Knife: A New Harry Hole Novel

Image of Knife: A New Harry Hole Novel (Harry Hole Series)
Author(s): 
Release Date: 
July 9, 2019
Publisher/Imprint: 
Knopf
Pages: 
400
Reviewed by: 

Knife by Jo Nesbo is dark and deep, a black hole of a story. Specifically, it is another story of Harry Hole, a soul from which no light or joy escapes. The story begins with action and terror. Then the plot becomes most impenetrable. Characters and subplots wind around themselves like thick vines in a primal forest. Little light penetrates the frequently long paragraphs. Strange flora, such as repeated references to Doc Marten shoes and IKEA products snag at the reader. What begins fast paced mystery ends with a seemingly unscripted roll of the dice.

Hole himself best summarizes his newest agony among the living: “I cannot control anything. I just want to find the man who killed Rakel. Then I’ll wake up. And die.”

Somehow, Hole has been able to return to the Oslo police force. His brain is still awash with alcohol. His body staggers between days of hangover and retching. His wife Rakel has kicked him out. Then she is murdered. Hole finds himself in the crosshairs of both psychological and literal guilt for her murder. Like Lady Macbeth from Nesbo’s novel of last year, Hole finds blood, which is not his own, on his hands. He has no memory of how it came to be there.

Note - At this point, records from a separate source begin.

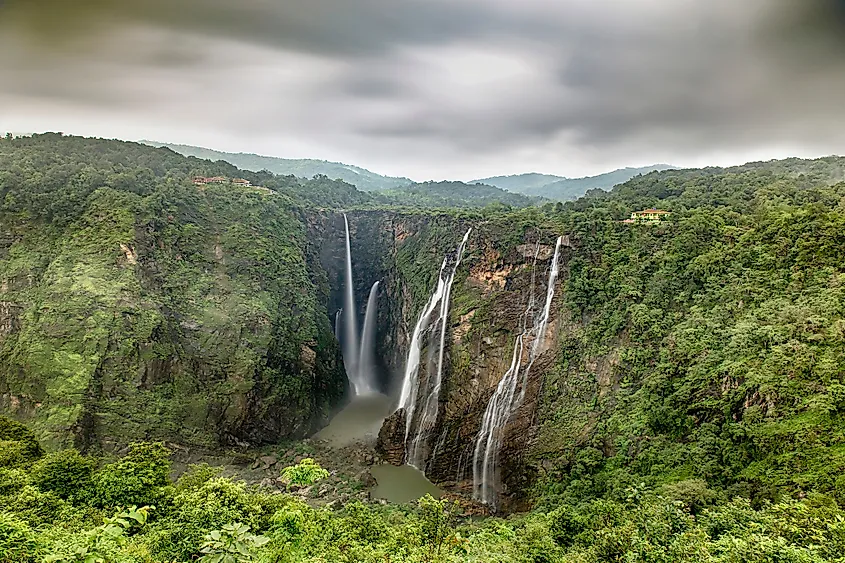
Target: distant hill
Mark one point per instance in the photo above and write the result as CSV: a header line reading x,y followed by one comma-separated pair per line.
x,y
456,194
564,189
303,168
520,182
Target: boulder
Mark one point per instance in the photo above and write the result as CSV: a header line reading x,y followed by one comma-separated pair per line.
x,y
267,461
391,438
367,479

Knife has many actual knives glinting from its many, many pages. There are trails of blood and women rendered helpless before they fall victim to the worst of crimes in the dense prose forest. There is even a penis exploded by a special bullet fired from s sniper’s rifle.

Nesbo keeps Nordic mayhem fresh as winter slips to spring. He has not lost his touch for torturing Hole in this, the 12th installment the detective’s ongoing nightmare. Hole just cannot seem to wake up and die right.